Set up real-time monitoring, alerting rules, log aggregation, and uptime checks for your infrastructure.
Monitoring is the foundation of reliable infrastructure. Without visibility into your servers, you are flying blind. Rackline includes built-in monitoring with real-time metrics, customizable alerts, centralized log aggregation, and uptime monitoring. This tutorial covers setting up comprehensive observability for your applications.
The Rackline monitoring dashboard displays real-time and historical metrics for all your resources. Key metrics include CPU utilization, memory usage, disk I/O, network bandwidth, and HTTP response times. Metrics are retained for 30 days on all plans and 90 days on Professional plans.
# View current metrics for a droplet
rackline monitor my-first-droplet
# View metrics for a specific time range
rackline monitor my-first-droplet \
--from "2026-03-01T00:00:00Z" \
--to "2026-03-19T23:59:59Z"
# Export metrics as CSV
rackline monitor my-first-droplet --format csv > metrics.csvCreate alert rules that notify you when metrics exceed thresholds. Rackline supports email, Slack, PagerDuty, and webhook alert channels. Configure escalation policies to ensure critical alerts are never missed.
# Add a Slack notification channel
rackline monitor channels add slack \
--name ops-alerts \
--webhook-url "https://hooks.slack.com/services/xxx/yyy/zzz"
# Create CPU alert
rackline monitor alerts create \
--resource my-first-droplet \
--metric cpu \
--condition "above 80% for 5 minutes" \
--channel ops-alerts \
--severity warning
# Create memory alert
rackline monitor alerts create \
--resource my-first-droplet \
--metric memory \
--condition "above 90% for 2 minutes" \
--channel ops-alerts \
--severity critical
# Create disk space alert
rackline monitor alerts create \
--resource my-first-droplet \
--metric disk \
--condition "above 85%" \
--channel ops-alerts \
--severity warningPro Tip
Avoid alert fatigue by setting appropriate thresholds and durations. A CPU spike to 95% for 10 seconds is normal during deployments, but sustained 80%+ for 5 minutes warrants investigation.
Rackline centralizes logs from all your resources into a searchable log viewer. Application logs, system logs, and deployment logs are automatically collected. Use structured logging in your application for better searchability.
# Stream logs in real-time
rackline logs --follow --resource my-first-droplet
# Search logs with filters
rackline logs search \
--query "error" \
--from "1h ago" \
--resource my-first-droplet
# Filter by severity
rackline logs search \
--level error \
--from "24h ago"
# Export logs
rackline logs export \
--from "2026-03-18" \
--to "2026-03-19" \
--format json > logs.jsonUptime monitors check your application endpoints from multiple global locations every 60 seconds. If your application goes down, you are alerted immediately and Rackline logs the downtime event for SLA tracking.
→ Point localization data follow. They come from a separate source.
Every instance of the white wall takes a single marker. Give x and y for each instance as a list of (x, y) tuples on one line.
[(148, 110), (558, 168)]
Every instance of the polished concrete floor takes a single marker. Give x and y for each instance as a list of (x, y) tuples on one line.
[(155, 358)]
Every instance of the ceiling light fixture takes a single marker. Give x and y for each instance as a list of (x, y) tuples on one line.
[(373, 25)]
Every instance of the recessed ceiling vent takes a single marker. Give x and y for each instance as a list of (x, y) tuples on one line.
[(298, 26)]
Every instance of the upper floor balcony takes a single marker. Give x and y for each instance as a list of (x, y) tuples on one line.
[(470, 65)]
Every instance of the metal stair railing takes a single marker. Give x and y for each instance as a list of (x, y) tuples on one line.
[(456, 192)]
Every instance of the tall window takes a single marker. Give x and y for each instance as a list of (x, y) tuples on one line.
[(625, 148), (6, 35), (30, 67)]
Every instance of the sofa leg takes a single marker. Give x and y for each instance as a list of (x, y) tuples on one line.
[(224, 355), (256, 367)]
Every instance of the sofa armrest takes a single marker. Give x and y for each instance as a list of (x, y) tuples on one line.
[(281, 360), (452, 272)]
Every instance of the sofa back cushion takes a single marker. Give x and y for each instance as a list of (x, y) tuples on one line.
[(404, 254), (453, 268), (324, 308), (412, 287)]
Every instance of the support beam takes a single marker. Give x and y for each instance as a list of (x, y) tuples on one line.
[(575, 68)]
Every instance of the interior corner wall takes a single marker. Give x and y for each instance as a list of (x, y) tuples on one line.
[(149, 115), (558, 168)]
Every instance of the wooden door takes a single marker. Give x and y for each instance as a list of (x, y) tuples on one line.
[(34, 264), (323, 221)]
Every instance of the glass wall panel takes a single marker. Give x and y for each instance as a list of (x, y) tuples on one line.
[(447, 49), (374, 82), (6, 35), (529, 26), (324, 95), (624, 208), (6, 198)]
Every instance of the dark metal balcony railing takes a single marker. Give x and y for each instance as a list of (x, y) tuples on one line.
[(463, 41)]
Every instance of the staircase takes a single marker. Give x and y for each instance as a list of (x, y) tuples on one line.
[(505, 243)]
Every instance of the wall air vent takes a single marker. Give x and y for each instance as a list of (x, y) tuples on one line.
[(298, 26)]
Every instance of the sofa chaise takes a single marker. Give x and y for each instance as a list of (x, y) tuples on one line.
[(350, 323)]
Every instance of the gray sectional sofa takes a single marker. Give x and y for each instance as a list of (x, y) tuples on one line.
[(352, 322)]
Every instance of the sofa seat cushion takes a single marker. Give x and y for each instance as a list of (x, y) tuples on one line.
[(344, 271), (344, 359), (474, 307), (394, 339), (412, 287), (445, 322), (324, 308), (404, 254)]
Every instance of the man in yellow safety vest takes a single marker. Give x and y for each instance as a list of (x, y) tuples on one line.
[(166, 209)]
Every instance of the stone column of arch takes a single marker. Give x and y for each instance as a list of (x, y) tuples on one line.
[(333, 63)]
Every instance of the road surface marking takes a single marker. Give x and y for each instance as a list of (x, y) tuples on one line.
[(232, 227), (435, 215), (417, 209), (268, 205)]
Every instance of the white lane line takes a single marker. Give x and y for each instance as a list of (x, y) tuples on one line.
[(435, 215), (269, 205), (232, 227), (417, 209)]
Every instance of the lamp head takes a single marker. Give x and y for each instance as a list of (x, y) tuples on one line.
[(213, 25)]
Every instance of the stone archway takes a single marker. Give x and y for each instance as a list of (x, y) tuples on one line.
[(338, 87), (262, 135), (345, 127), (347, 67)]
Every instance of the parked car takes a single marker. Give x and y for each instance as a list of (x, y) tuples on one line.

# Create an uptime monitor
rackline monitor uptime create \
--url "https://example.com/health" \
--interval 60s \
--regions us-east,eu-west,ap-southeast \
--channel ops-alerts
# View uptime history
rackline monitor uptime status --url "https://example.com/health"
# Generate an uptime report
rackline monitor uptime report \
--from "2026-03-01" \
--to "2026-03-19"Pro Tip
Monitor your health check endpoint rather than your homepage. A 200 response from /health that also verifies database connectivity gives you confidence that the entire stack is operational.
Your infrastructure is now fully observable with real-time metrics, intelligent alerts, centralized logging, and uptime monitoring. Proactive monitoring catches issues before they impact users and provides the data you need for capacity planning and performance optimization.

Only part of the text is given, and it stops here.